Monday, March 22, 2010

re-thinking Christendom

A lot of the intellectual issues I try to deal with our fundamentally about the relationship between the Church, it's theologies and political practice. Recently I have decided to try and work through something that John Milbank poses in an interviewover at the The Other Journal:

"And that means of course, re-think Christendom. But now in more festive, pro-body, yet more interpersonal, less fearing terms and ones celebrating much more excellence and virtue in every realm including those of craft, farming and trade. And having a greater will to the democratization of excellence."

Considering the anti-Christendom strain in my thinking and the traditions I have been apart of (Anabaptist,evangelical,anarchist and missional) this quotation is directly challenging. The political thinking intrinsic to Milbank is that theology has a place in the economic, social and political world beyond the position of prophetic utterance or face-to-face relationship. Examining my thought it seems that the ecclesiology I pertain to puts a monopoly first on the personalist 'face-to-face' and the Anabaptist/liberationist 'prophetic utterance'. For me Milbank has effectively de-stabalized these two monopolies in my mind.

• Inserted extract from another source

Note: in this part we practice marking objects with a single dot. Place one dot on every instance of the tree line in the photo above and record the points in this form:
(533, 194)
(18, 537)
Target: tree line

In Missional Church, a book I have mentioned before, Darrell Guder describes the relationship of the church, the people of God, to the reign of God as "the sign,foretaste,instrument and agent of God's rule in Christ" (pg 221). The church is not identical to the reign of God, but is certainly related and the relationship is not easily severed. I will call 'Christendom' a social arrangement which is not identical to the reign of God and neither identical to the Church.

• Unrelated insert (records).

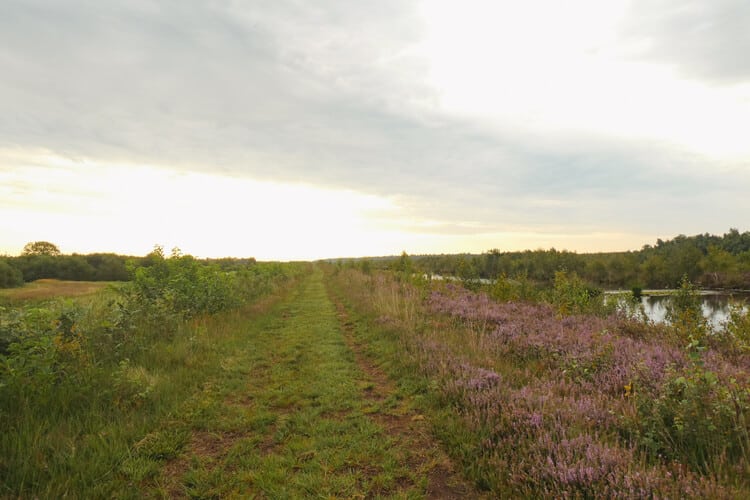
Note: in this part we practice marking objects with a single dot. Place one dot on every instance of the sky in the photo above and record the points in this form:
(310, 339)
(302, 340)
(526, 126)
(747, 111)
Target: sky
(286, 129)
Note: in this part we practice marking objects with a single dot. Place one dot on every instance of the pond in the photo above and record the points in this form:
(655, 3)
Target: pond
(715, 305)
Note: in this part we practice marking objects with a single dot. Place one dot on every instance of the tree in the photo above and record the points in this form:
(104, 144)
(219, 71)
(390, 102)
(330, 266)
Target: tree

Milbank seems to mention some of the harsher criticisms of the Christendom arrangement including the less festive,anti-body,impersonal,fear-mongering,lack of virtue and lack of respect for the common person as citizen and worker. He is open about the reality that historic Christendom has major flaws but does not abandon the project altogether after the failure of both socialism and liberalism in avoiding both wide-scale genocide,economic injustice and nihilism.

As a member of those various traditions above I would argue about, or more precisely add to, his constructive politics of a re-thought Christendom is a heavy suspicion of power, a rejection of violence, a need to reconcile localism with global technocracy and a recognition of cultural diversities. I would also caution that european imperialism has been an experienced reality of the last five centuries partially out of the failures of the old Christendom.

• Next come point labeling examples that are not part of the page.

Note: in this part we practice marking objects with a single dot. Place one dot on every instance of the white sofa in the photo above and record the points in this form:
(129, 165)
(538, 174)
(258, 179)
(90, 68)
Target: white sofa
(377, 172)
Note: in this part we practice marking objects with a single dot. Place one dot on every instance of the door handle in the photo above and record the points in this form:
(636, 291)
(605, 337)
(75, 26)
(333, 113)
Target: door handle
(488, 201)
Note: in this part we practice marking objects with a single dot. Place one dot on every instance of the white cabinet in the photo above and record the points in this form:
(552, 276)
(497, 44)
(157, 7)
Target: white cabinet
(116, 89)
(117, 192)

Re-thinking Chistendom means for me thinking through my cautions and additions to what Milbank is saying. Much of what seems to me to be 'post-Christendom' political theology seems to bubble out of a dialect between an ethical aim (to respond to the other, to have justice) with political suspicion (which comes out of a lived reality of imperialism - such as the Anabaptist persecutions by the state churches in Europe). Yet at the same time in quite clear terms Post-Christendom theology must come to the realization that it is not politically neutral and that even the concept of 'Christendom' is the recognition that our theology will inevitably, if taken to their the logical conclusions, will produce or support some sort of social arrangement which although neither the reign of God nor the Church is something related to the two.

First of all, following Macintyre and also Milbank and 'Theology and Social Theory', we must recover a robust understanding of virtue. But I would caution that this must be 'textured' by the Scriptures and should be more from the Spirit than Aristotle. This means both practice and understanding arising out of the New Testament, especially Paul's epistles. Perhaps love, joy, peace, patience, kindness, goodness, faithfulness, gentleness and self-control" can be the virtues of this new order.

Secondly the suspicion of power and rejection of violence must be taken into account, especially as informed by the New Testament. This means both the development of virtues and communities of nonviolence and a communal respect and distrust of power. There are practical ways of exploring this including favouring the local and de-centralized institutions, including economic and politics ones.

Thirdly - learn from De Certeau and Ellul about technology and it's use. Technology is not a bad thing intrinsically but has the potential, as is shown in actual history, to be very alienating. There are ways to use technology to build community, strengthen the local economy and build towards what Illich call 'conviviality'.

Two things in those whole Christendom discussion:

First - it is secondary or ever tertiary. Not in the sense that it does not matter but in the sense that ethics come before politics. What matters primarily is not the setting up of an order but the spiritual flourishing of individuals and the church in the willingness to suffer and love the last,the lost, the least,the widows, the orphans and the enemies.

Secondly we must head Illich's warning "Responsibility is the soft under-belly of power".